7 Group sequential design boundary with weighted logrank test

library(gsDesign)
library(gsdmvn)
library(mvtnorm)
library(dplyr)

7.1 Group sequential design boundary calculation strategy

In the last chapter, we pre-specified boundary derived from gsDesign. Therefore, the Type I error may be inflated because the information fraction is different for different WLR.

In this chapter, we calculate boundaries based on the error spending approach following Gordon Lan and DeMets (1983).

The spending function has been implemented in gsDesign.

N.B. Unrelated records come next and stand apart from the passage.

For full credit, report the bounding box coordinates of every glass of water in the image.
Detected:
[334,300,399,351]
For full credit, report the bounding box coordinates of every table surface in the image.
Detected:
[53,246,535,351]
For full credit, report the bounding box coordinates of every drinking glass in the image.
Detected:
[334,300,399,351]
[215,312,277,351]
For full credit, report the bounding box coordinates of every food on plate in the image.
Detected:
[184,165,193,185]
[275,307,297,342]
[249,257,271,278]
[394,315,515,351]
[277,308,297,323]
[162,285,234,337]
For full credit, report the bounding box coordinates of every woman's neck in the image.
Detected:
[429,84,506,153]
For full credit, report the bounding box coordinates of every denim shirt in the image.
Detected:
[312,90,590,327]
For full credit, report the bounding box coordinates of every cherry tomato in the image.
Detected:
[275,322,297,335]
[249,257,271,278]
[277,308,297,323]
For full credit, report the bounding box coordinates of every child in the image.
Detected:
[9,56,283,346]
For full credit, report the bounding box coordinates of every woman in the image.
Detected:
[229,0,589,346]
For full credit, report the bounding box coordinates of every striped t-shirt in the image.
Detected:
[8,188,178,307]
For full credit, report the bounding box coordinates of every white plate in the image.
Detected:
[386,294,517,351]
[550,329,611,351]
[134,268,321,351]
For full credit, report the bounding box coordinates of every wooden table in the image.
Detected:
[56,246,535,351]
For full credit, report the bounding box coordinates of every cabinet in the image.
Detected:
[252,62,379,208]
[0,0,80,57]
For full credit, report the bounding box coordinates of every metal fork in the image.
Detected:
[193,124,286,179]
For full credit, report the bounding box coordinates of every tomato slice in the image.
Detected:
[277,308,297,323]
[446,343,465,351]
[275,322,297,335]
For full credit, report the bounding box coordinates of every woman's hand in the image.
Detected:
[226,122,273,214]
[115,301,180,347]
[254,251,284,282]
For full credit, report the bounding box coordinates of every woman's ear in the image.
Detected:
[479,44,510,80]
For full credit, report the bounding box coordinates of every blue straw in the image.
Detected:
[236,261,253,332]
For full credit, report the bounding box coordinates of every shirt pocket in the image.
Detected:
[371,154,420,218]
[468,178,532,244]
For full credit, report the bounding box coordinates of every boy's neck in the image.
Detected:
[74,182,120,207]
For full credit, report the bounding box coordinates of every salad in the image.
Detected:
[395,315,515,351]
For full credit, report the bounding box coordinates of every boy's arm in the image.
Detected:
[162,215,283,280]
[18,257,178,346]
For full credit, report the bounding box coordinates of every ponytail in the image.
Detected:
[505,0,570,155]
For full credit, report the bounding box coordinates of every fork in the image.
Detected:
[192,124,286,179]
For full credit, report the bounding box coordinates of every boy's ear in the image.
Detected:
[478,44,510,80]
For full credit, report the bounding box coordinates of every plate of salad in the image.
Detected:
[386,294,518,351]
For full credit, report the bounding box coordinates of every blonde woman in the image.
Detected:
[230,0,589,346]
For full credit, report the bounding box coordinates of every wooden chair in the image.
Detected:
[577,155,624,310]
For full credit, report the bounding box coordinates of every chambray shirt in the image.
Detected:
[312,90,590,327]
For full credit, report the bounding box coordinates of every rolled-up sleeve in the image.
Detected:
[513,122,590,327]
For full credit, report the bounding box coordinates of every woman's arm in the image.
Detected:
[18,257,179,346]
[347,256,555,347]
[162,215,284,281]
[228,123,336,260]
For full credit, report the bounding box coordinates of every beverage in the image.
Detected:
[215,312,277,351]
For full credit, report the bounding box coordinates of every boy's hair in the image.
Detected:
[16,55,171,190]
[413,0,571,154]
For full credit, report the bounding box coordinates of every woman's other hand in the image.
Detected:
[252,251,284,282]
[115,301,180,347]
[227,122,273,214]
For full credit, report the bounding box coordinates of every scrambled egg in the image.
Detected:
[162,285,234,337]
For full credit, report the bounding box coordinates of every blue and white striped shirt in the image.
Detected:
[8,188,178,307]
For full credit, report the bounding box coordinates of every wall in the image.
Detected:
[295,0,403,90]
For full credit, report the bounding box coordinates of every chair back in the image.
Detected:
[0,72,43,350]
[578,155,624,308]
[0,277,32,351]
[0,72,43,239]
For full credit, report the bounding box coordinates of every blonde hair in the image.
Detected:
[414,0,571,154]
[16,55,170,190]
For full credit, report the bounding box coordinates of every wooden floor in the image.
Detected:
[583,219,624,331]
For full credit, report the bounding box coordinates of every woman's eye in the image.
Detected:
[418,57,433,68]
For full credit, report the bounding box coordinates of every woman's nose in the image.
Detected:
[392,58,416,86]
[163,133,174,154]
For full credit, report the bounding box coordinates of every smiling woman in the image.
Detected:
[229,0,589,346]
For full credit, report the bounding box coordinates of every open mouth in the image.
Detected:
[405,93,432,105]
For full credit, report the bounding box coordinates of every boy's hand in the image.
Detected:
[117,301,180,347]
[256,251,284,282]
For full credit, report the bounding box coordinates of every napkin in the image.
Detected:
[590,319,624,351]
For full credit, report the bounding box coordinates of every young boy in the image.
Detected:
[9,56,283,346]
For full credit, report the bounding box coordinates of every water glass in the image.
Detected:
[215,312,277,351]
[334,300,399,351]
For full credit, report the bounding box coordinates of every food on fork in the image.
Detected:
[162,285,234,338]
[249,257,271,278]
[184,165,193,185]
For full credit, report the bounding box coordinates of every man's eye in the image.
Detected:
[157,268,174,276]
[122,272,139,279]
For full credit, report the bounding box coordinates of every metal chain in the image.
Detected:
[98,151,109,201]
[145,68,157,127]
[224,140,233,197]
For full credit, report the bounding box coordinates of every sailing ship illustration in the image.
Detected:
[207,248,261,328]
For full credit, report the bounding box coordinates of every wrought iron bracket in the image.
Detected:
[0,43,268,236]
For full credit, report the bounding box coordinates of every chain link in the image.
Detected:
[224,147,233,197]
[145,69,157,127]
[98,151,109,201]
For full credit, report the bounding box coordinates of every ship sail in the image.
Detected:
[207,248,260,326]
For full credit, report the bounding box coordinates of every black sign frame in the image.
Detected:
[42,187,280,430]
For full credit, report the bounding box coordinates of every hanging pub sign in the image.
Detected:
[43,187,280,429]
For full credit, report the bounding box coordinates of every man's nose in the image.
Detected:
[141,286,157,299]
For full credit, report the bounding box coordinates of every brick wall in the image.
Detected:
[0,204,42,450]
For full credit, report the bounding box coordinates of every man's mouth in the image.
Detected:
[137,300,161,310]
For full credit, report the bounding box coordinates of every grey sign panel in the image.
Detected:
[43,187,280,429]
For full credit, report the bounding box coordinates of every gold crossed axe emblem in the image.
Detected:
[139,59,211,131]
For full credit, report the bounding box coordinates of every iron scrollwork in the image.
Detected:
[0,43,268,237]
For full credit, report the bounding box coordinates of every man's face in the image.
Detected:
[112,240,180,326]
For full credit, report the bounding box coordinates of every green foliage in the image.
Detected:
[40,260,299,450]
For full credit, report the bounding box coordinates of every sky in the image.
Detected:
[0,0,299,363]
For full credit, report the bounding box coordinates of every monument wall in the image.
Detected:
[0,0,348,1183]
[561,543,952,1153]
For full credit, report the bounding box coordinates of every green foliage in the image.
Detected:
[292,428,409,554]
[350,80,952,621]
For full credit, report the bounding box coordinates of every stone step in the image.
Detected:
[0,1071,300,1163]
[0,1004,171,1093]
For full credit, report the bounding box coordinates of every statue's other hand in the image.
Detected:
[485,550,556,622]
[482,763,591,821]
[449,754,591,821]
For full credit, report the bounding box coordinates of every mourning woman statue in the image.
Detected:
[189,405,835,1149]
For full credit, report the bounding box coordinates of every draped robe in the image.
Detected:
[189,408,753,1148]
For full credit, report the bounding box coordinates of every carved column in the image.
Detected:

gsDesign::sfLDOF() (O’Brien-Fleming bound approximation) or other functions starting with sf in gsDesign.
The boundary family approach (Pocock 1977; O’Brien and Fleming 1979; Wang and Tsiatis 1987).

There are other ways to derive boundaries but will not be covered:

Conditional power (Lachin 2005).

7.2 Types of error probability

There are 6 different types of error probability that have been implemented in gsdmvn. In this training material, we focus on test.type = 4.

test.type argument in gsDesign
Upper bound:
- \(\alpha_k(0) = \text{Pr}(\cap_{i=1}^{i=k-1} a_i < Z_i < b_i, Z_k > b_k \mid H_0)\)
- \(\alpha_k^{+}(0) = \text{Pr}(\cap_{i=1}^{i=k-1} a_i < Z_i < b_i, Z_k > b_k \mid H_0)\) (ignore lower bound)

Lower bound:

\(\beta_k(0) = \text{Pr}(\cap_{i=1}^{i=k-1} a_i < Z_i < b_i, Z_k < a_k \mid H_0)\) (under null)
\(\beta_k(\delta) = \text{Pr}(\cap_{i=1}^{i=k-1} a_i < Z_i < b_i, Z_k < a_k \mid H_1)\) (under alternative)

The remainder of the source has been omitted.